Have a question about this project? Sign up for a free GitHub account to open an issue and contact its maintainers and the community.

Sign up for GitHub

By clicking “Sign up for GitHub”, you agree to our terms of service and privacy statement. We’ll occasionally send you account related emails.

Already on GitHub? Sign in to your account

Jump to bottom

Elastic Defend Installation Failed on Windows Server 2022 #455

Open
simlecp opened this issue Nov 21, 2023 · 1 comment
Open

Elastic Defend Installation Failed on Windows Server 2022 #455

simlecp opened this issue Nov 21, 2023 · 1 comment

Comments

@simlecp
Copy link

simlecp commented Nov 21, 2023
edited
Loading

Dear Support Team,

I hope this message finds you well. I am encountering an issue while attempting to install the Elastic Endpoint Security plugin on a Windows Server 2022 managed by Fleet Server within a Kubernetes standalone cluster.

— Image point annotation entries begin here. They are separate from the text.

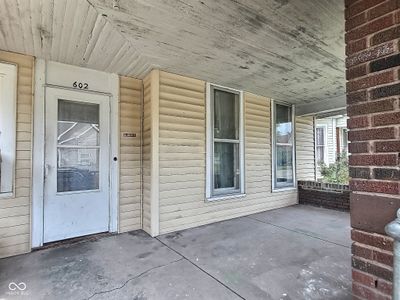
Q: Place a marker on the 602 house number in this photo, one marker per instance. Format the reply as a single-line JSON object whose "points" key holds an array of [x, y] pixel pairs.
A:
{"points": [[80, 85]]}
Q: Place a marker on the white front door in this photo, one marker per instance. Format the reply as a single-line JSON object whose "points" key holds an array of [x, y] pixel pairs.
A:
{"points": [[76, 164]]}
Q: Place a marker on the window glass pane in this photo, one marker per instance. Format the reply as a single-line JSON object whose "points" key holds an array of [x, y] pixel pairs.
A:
{"points": [[78, 169], [78, 124], [226, 167], [320, 154], [284, 166], [283, 119], [345, 140], [226, 115], [320, 136]]}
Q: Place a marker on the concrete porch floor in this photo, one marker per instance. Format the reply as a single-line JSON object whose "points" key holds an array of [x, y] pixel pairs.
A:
{"points": [[298, 252]]}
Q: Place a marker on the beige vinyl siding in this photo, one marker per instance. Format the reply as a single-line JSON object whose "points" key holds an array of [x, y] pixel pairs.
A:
{"points": [[15, 212], [182, 158], [146, 218], [305, 160], [130, 111]]}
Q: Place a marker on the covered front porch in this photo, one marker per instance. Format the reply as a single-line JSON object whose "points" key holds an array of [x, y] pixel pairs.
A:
{"points": [[298, 252]]}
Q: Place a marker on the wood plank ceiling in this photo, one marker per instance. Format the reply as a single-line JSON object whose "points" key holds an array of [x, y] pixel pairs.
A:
{"points": [[286, 49]]}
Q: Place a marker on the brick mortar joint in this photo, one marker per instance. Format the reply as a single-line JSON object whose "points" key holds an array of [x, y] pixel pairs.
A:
{"points": [[370, 247], [373, 262]]}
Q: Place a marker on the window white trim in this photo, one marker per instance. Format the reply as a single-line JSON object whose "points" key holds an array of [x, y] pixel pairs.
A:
{"points": [[273, 150], [325, 129], [8, 124], [210, 145]]}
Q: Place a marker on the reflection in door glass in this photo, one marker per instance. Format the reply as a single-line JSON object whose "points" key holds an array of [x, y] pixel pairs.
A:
{"points": [[78, 146]]}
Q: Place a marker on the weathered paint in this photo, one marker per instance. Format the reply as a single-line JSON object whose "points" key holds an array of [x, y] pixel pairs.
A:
{"points": [[305, 160], [15, 211], [289, 50], [182, 157], [130, 181]]}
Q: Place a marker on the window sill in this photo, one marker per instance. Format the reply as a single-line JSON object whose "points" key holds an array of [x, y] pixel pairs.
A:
{"points": [[285, 189], [225, 197]]}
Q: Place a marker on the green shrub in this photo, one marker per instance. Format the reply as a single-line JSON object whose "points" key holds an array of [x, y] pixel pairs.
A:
{"points": [[337, 172]]}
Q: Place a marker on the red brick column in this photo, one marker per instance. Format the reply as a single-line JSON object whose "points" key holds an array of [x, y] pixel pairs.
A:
{"points": [[373, 90]]}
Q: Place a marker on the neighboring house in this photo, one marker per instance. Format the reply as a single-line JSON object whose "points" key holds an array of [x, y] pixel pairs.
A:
{"points": [[330, 138]]}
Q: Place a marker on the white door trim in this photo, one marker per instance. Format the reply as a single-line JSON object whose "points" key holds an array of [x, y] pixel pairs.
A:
{"points": [[37, 208]]}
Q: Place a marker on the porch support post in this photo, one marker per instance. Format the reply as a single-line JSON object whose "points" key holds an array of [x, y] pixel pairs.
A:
{"points": [[373, 107], [393, 230]]}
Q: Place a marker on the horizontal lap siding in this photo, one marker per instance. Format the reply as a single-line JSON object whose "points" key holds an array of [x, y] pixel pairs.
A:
{"points": [[15, 212], [130, 154], [183, 158], [305, 161], [146, 218]]}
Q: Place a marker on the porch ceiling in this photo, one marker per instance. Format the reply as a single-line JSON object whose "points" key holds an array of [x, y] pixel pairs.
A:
{"points": [[289, 50]]}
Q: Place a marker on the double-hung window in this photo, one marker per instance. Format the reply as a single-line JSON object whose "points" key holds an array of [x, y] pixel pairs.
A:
{"points": [[8, 119], [225, 157], [320, 144], [283, 156]]}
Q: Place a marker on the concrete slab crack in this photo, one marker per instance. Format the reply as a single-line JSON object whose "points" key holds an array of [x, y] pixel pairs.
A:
{"points": [[133, 278], [201, 269], [296, 231]]}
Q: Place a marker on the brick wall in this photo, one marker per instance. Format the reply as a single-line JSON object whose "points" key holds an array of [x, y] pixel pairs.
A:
{"points": [[332, 196], [373, 89]]}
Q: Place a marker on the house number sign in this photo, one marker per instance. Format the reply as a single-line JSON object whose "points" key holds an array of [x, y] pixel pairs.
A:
{"points": [[80, 85]]}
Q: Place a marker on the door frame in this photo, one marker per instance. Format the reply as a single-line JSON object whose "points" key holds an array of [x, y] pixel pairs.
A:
{"points": [[110, 82]]}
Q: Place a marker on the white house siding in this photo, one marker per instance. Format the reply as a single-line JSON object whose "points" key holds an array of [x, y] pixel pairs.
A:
{"points": [[182, 158], [130, 107], [305, 160], [15, 211]]}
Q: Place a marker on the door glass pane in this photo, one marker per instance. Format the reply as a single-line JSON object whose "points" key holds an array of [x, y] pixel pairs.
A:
{"points": [[283, 124], [226, 174], [78, 148], [78, 169], [78, 124], [284, 166], [226, 115]]}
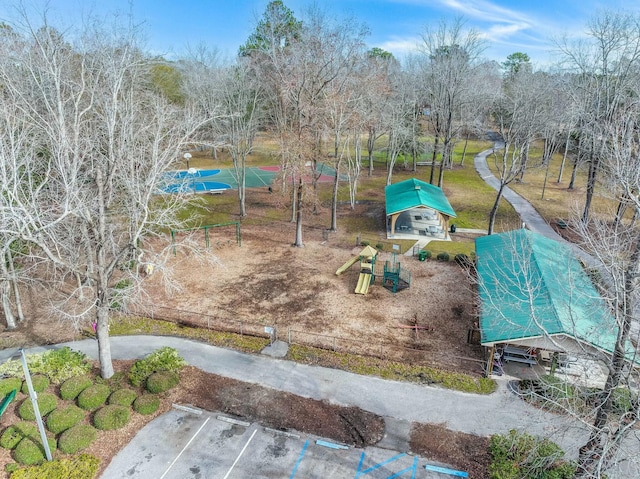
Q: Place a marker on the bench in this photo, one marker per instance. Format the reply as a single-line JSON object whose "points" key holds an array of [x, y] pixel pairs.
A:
{"points": [[519, 355], [520, 359]]}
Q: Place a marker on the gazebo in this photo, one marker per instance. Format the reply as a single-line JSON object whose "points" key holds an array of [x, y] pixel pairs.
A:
{"points": [[535, 295], [414, 207]]}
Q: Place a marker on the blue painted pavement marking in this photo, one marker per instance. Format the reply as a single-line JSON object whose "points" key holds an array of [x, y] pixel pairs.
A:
{"points": [[295, 468]]}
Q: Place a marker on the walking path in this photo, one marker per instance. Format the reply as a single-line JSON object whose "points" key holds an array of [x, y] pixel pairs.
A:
{"points": [[525, 210], [470, 413]]}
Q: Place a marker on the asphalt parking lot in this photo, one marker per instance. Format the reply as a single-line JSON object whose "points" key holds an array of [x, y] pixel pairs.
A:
{"points": [[181, 444]]}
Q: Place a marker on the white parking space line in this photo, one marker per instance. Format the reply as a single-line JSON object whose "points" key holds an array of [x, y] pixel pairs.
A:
{"points": [[239, 455], [184, 448]]}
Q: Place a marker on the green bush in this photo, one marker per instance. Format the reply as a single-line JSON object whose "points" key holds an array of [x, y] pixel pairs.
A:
{"points": [[146, 404], [164, 359], [30, 451], [162, 381], [40, 382], [518, 455], [93, 397], [57, 364], [77, 438], [111, 417], [62, 419], [47, 402], [83, 466], [123, 397], [444, 256], [72, 387], [16, 433], [9, 384]]}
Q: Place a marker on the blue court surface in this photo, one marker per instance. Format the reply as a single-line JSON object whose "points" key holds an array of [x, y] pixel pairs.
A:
{"points": [[216, 180], [181, 445]]}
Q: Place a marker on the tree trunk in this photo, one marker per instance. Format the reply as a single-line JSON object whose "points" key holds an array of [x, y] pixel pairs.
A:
{"points": [[464, 149], [564, 157], [334, 199], [597, 448], [298, 243], [494, 210], [433, 158], [16, 289], [594, 164]]}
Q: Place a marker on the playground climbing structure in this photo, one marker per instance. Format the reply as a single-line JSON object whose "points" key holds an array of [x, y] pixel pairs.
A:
{"points": [[395, 277], [367, 258]]}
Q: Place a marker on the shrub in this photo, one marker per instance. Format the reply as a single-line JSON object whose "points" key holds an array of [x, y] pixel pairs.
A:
{"points": [[146, 404], [56, 364], [9, 384], [444, 256], [111, 417], [47, 402], [77, 438], [72, 387], [463, 260], [93, 397], [164, 359], [162, 381], [16, 433], [30, 451], [123, 397], [39, 382], [62, 419], [518, 455], [81, 467]]}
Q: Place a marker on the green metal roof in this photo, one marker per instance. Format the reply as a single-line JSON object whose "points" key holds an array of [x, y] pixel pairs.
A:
{"points": [[531, 286], [413, 193]]}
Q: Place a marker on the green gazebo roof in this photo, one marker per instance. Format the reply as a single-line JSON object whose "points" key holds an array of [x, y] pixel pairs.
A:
{"points": [[531, 286], [414, 193]]}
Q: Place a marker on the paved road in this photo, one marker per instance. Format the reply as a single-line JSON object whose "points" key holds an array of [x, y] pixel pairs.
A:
{"points": [[477, 414], [525, 210]]}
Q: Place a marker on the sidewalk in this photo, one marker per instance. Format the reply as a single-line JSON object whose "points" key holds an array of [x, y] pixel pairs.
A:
{"points": [[470, 413]]}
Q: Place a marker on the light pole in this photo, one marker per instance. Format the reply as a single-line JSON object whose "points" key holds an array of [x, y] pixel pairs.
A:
{"points": [[34, 402]]}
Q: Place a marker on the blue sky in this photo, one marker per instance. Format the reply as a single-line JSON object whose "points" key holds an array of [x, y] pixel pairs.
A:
{"points": [[507, 25]]}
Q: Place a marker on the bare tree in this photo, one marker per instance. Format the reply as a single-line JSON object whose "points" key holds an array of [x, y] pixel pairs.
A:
{"points": [[517, 116], [87, 201], [451, 54]]}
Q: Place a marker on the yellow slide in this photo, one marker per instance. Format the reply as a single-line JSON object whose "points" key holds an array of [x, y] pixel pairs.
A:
{"points": [[364, 281], [347, 265]]}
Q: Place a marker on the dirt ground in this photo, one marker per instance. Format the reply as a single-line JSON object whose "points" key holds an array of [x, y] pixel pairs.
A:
{"points": [[267, 282]]}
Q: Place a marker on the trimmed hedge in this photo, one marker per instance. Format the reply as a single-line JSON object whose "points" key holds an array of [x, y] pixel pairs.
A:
{"points": [[16, 433], [47, 402], [62, 419], [93, 397], [39, 382], [72, 387], [111, 417], [164, 359], [123, 397], [30, 451], [162, 381], [77, 438], [9, 384], [83, 466], [146, 404]]}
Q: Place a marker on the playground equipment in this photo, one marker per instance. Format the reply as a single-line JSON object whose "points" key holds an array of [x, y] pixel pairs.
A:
{"points": [[395, 277], [367, 258]]}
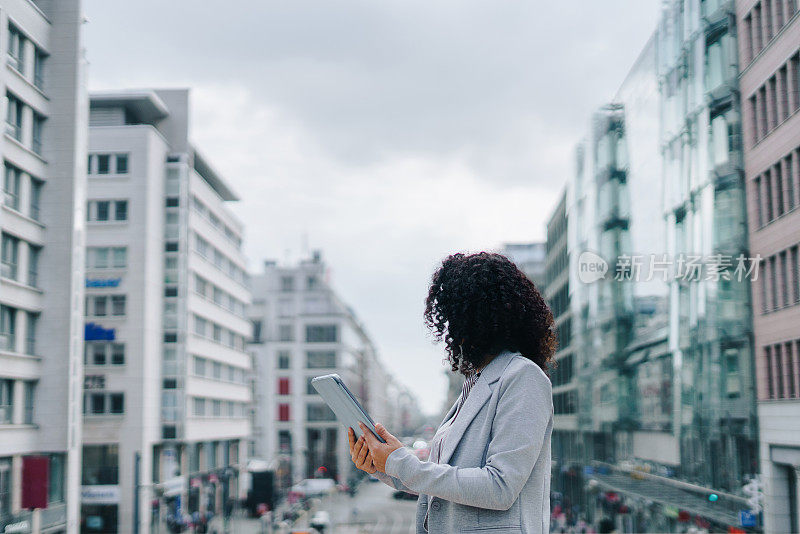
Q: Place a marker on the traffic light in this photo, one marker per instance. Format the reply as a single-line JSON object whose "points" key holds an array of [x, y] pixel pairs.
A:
{"points": [[755, 496]]}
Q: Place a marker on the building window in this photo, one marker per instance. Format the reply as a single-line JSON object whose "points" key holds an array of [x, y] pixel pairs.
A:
{"points": [[286, 332], [122, 163], [36, 198], [321, 333], [200, 325], [199, 366], [283, 385], [16, 49], [100, 465], [117, 354], [284, 360], [310, 390], [30, 391], [39, 59], [6, 401], [102, 353], [30, 336], [106, 257], [36, 137], [103, 163], [216, 370], [14, 112], [5, 487], [55, 493], [319, 412], [8, 339], [101, 211], [121, 210], [199, 407], [11, 181], [257, 331], [118, 305], [33, 265], [10, 257], [117, 403], [103, 403], [287, 283], [320, 359]]}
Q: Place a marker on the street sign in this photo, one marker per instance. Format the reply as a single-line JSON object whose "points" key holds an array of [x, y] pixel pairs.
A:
{"points": [[747, 518]]}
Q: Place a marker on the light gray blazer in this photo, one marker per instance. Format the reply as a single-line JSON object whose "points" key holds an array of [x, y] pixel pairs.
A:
{"points": [[494, 472]]}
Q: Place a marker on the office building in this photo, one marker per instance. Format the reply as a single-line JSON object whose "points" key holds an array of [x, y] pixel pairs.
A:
{"points": [[41, 277], [166, 369], [302, 329], [530, 258], [566, 440], [665, 410], [710, 324], [769, 81]]}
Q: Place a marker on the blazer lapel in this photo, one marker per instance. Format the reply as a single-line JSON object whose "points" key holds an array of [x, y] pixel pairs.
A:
{"points": [[478, 396]]}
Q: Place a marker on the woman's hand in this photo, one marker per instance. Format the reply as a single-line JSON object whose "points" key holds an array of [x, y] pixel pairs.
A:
{"points": [[378, 451], [359, 452]]}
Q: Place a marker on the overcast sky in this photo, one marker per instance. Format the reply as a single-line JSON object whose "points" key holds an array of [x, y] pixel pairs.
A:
{"points": [[387, 134]]}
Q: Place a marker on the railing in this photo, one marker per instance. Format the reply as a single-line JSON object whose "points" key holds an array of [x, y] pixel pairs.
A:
{"points": [[6, 414], [14, 130], [7, 342]]}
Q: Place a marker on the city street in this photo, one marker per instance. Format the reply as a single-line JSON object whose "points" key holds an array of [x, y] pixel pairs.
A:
{"points": [[372, 510]]}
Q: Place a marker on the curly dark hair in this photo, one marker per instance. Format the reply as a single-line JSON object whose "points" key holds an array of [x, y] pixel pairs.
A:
{"points": [[482, 304]]}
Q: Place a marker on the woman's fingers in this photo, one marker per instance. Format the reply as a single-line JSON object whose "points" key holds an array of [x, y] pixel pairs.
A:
{"points": [[362, 456]]}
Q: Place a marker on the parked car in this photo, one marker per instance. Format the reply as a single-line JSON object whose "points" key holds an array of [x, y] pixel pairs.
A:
{"points": [[314, 487], [321, 521]]}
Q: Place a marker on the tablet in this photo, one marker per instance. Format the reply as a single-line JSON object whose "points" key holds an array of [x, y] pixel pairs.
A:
{"points": [[343, 403]]}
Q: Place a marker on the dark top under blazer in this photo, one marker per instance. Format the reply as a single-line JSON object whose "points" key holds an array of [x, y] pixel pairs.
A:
{"points": [[494, 472]]}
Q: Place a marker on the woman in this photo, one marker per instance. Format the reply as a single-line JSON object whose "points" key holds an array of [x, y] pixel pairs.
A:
{"points": [[489, 468]]}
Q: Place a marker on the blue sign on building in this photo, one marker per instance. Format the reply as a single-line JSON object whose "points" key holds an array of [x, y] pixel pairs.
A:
{"points": [[103, 282], [95, 332], [747, 518]]}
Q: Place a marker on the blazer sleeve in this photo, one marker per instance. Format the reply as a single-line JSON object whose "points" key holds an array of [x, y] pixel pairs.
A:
{"points": [[524, 409]]}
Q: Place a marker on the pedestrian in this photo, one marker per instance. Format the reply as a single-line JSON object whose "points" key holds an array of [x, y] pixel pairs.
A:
{"points": [[489, 465]]}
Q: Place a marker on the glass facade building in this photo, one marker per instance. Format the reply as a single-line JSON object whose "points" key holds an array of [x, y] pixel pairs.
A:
{"points": [[665, 429], [710, 332]]}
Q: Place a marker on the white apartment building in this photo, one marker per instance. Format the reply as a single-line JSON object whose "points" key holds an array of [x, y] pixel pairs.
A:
{"points": [[166, 389], [43, 149], [301, 329]]}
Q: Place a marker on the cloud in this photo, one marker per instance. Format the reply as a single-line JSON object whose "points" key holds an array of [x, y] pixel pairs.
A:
{"points": [[389, 134]]}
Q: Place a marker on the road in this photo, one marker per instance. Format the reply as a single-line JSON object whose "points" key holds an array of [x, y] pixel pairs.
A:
{"points": [[372, 510]]}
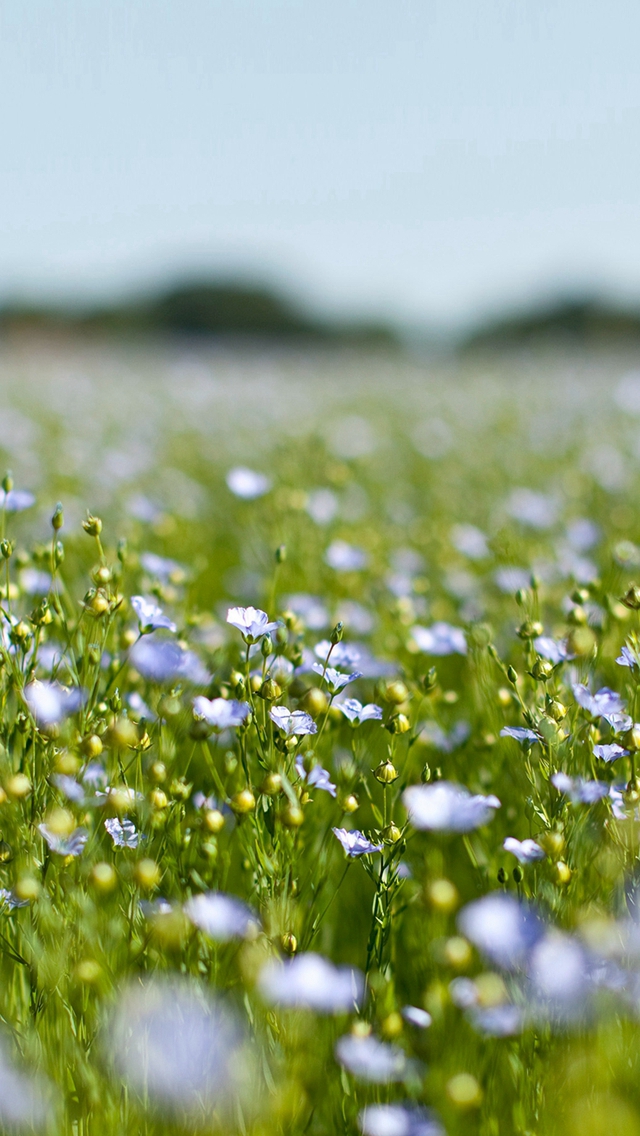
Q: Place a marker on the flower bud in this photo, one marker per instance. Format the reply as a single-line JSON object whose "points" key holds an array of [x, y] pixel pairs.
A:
{"points": [[18, 786], [148, 874], [292, 816], [92, 525], [104, 877], [430, 681], [214, 820], [272, 784], [631, 598], [315, 701], [399, 724], [269, 691], [337, 633], [531, 628], [385, 773], [396, 692], [243, 802], [350, 803], [542, 669]]}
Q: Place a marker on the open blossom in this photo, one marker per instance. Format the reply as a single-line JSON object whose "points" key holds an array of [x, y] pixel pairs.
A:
{"points": [[317, 777], [440, 638], [355, 710], [399, 1120], [150, 616], [334, 678], [291, 723], [16, 500], [221, 917], [163, 660], [525, 851], [65, 845], [247, 483], [447, 808], [310, 982], [520, 733], [605, 703], [49, 702], [370, 1059], [123, 833], [579, 791], [554, 650], [221, 713], [611, 752], [251, 621], [355, 843], [504, 928]]}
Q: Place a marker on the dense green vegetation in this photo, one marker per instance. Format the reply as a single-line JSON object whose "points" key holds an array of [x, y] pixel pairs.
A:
{"points": [[318, 800]]}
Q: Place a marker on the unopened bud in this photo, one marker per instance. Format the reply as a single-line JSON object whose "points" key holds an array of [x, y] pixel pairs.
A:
{"points": [[92, 525], [631, 598], [385, 773], [243, 802]]}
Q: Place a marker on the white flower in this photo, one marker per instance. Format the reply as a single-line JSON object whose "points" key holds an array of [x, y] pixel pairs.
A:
{"points": [[355, 710], [251, 623], [470, 541], [49, 702], [399, 1120], [343, 557], [447, 808], [247, 483], [291, 723], [65, 845], [123, 833], [221, 713], [520, 733], [317, 777], [171, 1041], [501, 927], [16, 500], [221, 917], [149, 615], [372, 1060], [163, 660], [334, 678], [416, 1017], [312, 983], [355, 843], [440, 638], [342, 654], [525, 851]]}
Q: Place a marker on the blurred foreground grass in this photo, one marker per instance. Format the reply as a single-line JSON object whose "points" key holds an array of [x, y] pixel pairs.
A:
{"points": [[430, 511]]}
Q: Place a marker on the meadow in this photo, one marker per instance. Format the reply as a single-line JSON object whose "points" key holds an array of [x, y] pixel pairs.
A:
{"points": [[320, 807]]}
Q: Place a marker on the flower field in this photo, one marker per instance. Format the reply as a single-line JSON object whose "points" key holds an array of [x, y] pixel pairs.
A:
{"points": [[320, 744]]}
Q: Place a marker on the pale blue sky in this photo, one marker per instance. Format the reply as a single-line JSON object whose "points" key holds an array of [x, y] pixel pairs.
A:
{"points": [[431, 158]]}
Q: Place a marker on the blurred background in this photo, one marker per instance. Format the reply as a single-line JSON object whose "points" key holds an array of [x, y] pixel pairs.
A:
{"points": [[415, 173]]}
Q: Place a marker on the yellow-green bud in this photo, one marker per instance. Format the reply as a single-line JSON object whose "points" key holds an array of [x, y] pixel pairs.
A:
{"points": [[385, 773], [243, 802], [92, 525]]}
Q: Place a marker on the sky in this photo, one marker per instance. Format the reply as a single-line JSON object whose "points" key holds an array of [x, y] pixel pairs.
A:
{"points": [[432, 160]]}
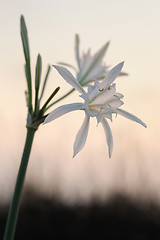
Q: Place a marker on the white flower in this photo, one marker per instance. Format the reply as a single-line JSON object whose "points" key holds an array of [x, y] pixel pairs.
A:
{"points": [[90, 67], [101, 101]]}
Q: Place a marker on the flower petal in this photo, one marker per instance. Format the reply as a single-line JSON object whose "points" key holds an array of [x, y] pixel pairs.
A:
{"points": [[67, 75], [112, 74], [67, 65], [92, 63], [108, 134], [130, 116], [58, 112], [81, 136]]}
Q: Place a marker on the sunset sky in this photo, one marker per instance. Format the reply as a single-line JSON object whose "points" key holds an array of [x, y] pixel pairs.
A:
{"points": [[133, 28]]}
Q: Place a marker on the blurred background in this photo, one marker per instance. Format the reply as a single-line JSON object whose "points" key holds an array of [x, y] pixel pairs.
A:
{"points": [[133, 28]]}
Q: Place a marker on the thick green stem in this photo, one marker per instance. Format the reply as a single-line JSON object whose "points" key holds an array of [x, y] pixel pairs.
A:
{"points": [[14, 207]]}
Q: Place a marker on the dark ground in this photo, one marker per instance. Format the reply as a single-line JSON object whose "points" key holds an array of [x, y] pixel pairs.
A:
{"points": [[119, 218]]}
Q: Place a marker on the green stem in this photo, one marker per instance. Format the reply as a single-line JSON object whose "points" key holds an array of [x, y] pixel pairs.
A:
{"points": [[14, 207]]}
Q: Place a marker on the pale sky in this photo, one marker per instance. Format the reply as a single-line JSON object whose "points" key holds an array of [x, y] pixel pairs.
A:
{"points": [[133, 28]]}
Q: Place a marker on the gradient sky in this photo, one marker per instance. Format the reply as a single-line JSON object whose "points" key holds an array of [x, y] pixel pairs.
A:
{"points": [[133, 27]]}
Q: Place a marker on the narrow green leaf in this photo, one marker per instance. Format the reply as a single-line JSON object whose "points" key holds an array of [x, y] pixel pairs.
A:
{"points": [[24, 36], [25, 44], [43, 109], [77, 51], [37, 80], [28, 77], [44, 83]]}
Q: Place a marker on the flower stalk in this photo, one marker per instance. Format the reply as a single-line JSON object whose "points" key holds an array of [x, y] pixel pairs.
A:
{"points": [[15, 203], [34, 119]]}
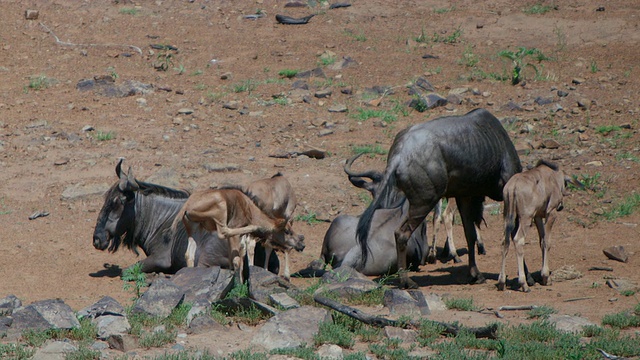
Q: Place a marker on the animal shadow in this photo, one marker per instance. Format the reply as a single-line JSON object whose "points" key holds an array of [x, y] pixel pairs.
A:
{"points": [[109, 270]]}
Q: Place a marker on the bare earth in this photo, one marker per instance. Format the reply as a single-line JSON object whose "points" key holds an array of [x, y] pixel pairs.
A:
{"points": [[43, 149]]}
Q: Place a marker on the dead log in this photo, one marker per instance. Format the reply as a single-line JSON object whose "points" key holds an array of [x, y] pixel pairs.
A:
{"points": [[490, 331]]}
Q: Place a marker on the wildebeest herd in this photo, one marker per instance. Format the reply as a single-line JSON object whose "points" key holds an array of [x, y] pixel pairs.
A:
{"points": [[461, 158]]}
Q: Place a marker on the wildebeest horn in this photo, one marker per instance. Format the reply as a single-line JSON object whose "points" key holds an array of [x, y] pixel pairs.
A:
{"points": [[128, 181], [375, 176]]}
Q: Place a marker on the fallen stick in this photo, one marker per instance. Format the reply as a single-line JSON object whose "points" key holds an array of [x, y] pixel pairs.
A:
{"points": [[580, 298], [490, 332], [517, 307], [137, 49]]}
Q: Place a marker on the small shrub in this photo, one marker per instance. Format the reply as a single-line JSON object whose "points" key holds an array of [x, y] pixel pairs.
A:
{"points": [[541, 312], [288, 73], [463, 304], [538, 9], [104, 136]]}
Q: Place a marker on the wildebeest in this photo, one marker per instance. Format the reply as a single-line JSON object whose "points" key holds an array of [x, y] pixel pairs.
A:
{"points": [[138, 214], [532, 196], [467, 157], [278, 200], [234, 215]]}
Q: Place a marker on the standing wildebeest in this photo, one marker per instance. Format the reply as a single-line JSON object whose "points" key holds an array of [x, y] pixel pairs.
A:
{"points": [[467, 157], [532, 196], [341, 248], [234, 215], [137, 214], [276, 199]]}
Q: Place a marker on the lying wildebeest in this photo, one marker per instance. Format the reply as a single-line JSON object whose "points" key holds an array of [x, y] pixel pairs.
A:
{"points": [[137, 214], [532, 196], [467, 157], [276, 199], [340, 246], [234, 215]]}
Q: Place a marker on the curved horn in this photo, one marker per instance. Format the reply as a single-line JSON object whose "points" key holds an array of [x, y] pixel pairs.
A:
{"points": [[374, 175], [119, 167]]}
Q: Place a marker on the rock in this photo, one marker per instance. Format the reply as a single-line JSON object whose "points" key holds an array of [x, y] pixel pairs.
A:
{"points": [[617, 253], [330, 352], [31, 14], [105, 306], [43, 315], [338, 108], [160, 299], [109, 325], [405, 335], [291, 328], [568, 323], [56, 350], [8, 304], [409, 303], [284, 301], [81, 191], [219, 167], [263, 283], [123, 342], [204, 284]]}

The specific server in question is hosted on a dedicated cloud server. Unfortunately, I am facing an obstacle as the installation of the aforementioned plugin repeatedly fails on this particular server.

Key points to note:

  • Server Details: Windows Server 2022 hosted on a dedicated cloud server.
  • Issue Description: Elastic Endpoint Security plugin installation fails consistently.
  • Version: 8.8.2 (Elastic agent - Elasticsearch - Fleet Server), Elastic Defend integrations 8.8.0
State: DEGRADED
Message: 1 or more components/units in a failed state
Fleet State: HEALTHY
Fleet Message: Connected
Components:
  * endpoint         (FAILED)
                     failed install endpoint service: 2023-11-21 14:35:31: info: InstallLib.cpp:531 Install failed and no rollback package exists: exit status 21
  * windows/metrics  (HEALTHY)
                     Healthy: communicating with pid '9900'
  * log              (HEALTHY)
                     Healthy: communicating with pid '11760'
  * iis/metrics      (HEALTHY)
                     Healthy: communicating with pid '1240'
  * winlog           (HEALTHY)
                     Healthy: communicating with pid '3212'
  * system/metrics   (HEALTHY)
                     Healthy: communicating with pid '5528'
  * http/metrics     (HEALTHY)
                     Healthy: communicating with pid '7616'
  * filestream       (HEALTHY)
                     Healthy: communicating with pid '6944'
  * beat/metrics     (HEALTHY)
                     Healthy: communicating with pid '6096'

It's important to highlight that this issue does not affect other servers within the same network and same Elastic Agent configuration (they're managed by fleet to). Additionally, attempts to restart and reinstall the Elastic Agent have not resolved the issue.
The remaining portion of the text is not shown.